Consider the titanic dataset, which lists information about each passenger aboard the 1912 ocean liner. Read more about the Titanic and its tragic end on Wikipedia.

titanic.show(5)

survived	pclass	sex	age	sibsp	fare	embarked	class	who	adult_male	deck	embark_town	alive	alone
0	3	male	22	1	7.25	S	Third	man	True	nan	Southampton	no	False
1	1	female	38	1	71.2833	C	First	woman	False	C	Cherbourg	yes	False
1	3	female	26	0	7.925	S	Third	woman	False	nan	Southampton	yes	True
1	1	female	35	1	53.1	S	First	woman	False	C	Southampton	yes	False
0	3	male	35	0	8.05	S	Third	man	True	nan	Southampton	no	True

... (886 rows omitted)

What is the average fare of the first-class passengers?

We can compute this with Table methods:

titanic.where("class", "First").column("fare").mean()

84.154687499999994

We can also compute this using a for loop and conditional statements. It is more verbose, but you will find it productive to compare and contrast the approaches.

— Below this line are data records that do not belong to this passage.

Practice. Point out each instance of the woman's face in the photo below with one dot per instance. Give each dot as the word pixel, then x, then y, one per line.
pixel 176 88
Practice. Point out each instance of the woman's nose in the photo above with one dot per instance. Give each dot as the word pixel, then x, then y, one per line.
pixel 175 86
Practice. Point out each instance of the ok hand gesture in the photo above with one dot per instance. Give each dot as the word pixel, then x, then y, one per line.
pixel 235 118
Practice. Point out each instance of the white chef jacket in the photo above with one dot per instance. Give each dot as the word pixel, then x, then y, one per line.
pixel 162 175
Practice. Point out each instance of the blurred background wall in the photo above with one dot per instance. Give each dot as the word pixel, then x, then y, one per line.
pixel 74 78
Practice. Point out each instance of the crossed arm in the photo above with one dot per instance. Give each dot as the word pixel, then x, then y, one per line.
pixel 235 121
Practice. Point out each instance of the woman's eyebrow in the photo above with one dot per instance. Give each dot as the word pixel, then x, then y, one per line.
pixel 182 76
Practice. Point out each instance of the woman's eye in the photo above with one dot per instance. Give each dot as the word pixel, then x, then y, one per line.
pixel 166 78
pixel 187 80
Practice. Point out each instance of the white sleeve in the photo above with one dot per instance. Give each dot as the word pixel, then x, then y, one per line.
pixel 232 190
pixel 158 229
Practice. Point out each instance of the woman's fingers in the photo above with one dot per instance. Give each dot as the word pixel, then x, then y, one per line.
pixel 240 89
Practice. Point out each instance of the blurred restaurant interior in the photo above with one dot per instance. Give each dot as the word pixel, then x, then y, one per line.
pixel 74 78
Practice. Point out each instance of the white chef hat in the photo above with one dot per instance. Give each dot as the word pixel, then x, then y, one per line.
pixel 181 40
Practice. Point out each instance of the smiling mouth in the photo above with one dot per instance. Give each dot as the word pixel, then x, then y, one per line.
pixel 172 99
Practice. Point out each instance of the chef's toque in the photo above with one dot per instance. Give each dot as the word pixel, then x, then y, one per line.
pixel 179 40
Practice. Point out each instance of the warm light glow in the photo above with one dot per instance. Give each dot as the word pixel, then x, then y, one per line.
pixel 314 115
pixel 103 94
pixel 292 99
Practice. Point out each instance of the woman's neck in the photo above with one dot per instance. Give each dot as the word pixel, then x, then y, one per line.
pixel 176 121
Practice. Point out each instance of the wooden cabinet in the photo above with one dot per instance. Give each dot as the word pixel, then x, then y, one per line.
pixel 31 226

ticket_class = titanic.column("class")
ticket_fare = titanic.column("fare")

total = 0
count = 0
for i in np.arange(len(ticket_class)):
    if ticket_class.item(i) == "First":
        total += ticket_fare.item(i) 
        count += 1
total/count

84.15468749999992

A for loop is preferable because we need to examine each and every passenger to determine if they bought a first-class ticket.

UC Berkeley enrollment: While loop

The University of California keeps historic data on the number of students enrolled at each of the UC campuses. The below enrollments table lists UC Berkeley undergraduate and graduate enrollments:

enrollment.show(5)

year	undergrad	graduate
1869	40	0
1870	90	3
1871	151	0
1872	185	0
1873	189	2

... (151 rows omitted)

What is the historic year where UC Berkeley enrolled a cumulative number of 1,000,000 undergraduates?

total_undergrads = 0
year_index = 0
undergrads = enrollment.column("undergrad")

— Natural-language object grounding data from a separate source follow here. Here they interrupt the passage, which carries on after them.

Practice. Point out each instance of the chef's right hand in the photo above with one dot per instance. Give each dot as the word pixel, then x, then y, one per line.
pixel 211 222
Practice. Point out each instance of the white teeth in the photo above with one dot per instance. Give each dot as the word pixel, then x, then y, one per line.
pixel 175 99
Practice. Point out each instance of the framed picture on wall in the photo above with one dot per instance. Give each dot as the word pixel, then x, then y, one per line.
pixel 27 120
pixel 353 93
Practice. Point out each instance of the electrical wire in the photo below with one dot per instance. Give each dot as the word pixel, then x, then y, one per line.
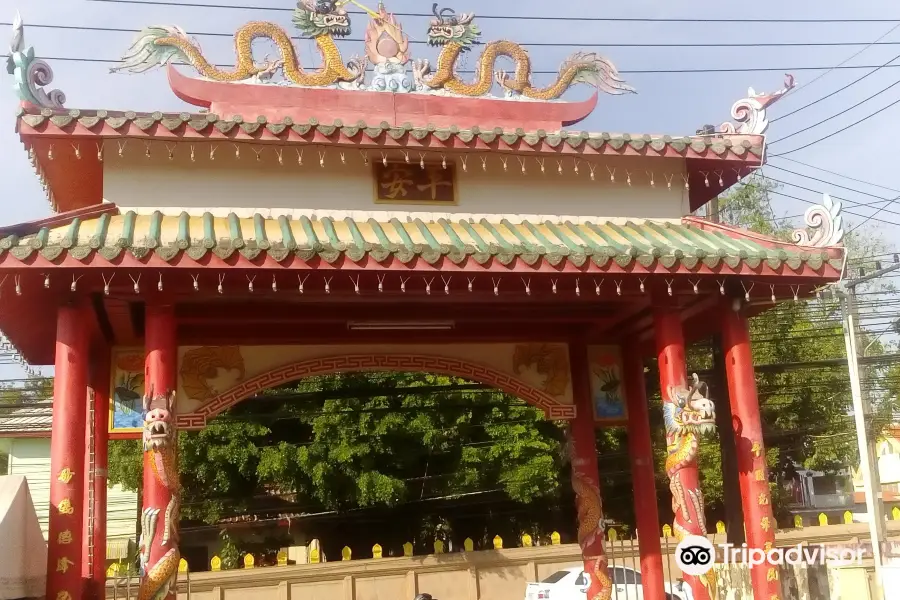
pixel 516 17
pixel 535 44
pixel 540 72
pixel 843 129
pixel 834 116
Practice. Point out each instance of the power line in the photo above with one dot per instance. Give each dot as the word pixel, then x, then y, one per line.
pixel 843 187
pixel 834 116
pixel 844 62
pixel 516 17
pixel 852 203
pixel 545 72
pixel 545 44
pixel 843 129
pixel 794 160
pixel 846 211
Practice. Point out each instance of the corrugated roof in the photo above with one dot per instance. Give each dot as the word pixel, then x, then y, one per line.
pixel 33 418
pixel 603 243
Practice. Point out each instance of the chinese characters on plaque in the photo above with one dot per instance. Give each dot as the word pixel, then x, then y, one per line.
pixel 414 183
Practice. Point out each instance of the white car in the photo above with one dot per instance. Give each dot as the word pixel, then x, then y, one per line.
pixel 572 584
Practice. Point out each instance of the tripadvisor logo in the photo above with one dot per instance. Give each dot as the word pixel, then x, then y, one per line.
pixel 695 555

while total_undergrads <= 1000000:
    total_undergrads += undergrads.item(year_index)
    year_index += 1

print('Total undergrads graduated by', enrollment.column("year").item(year_index),
      "was", total_undergrads)

Total undergrads graduated by 1982 was 1002972

A while loop is preferable because all of our rows are sorted by year, and we can stop looking after we have found the corresponding year.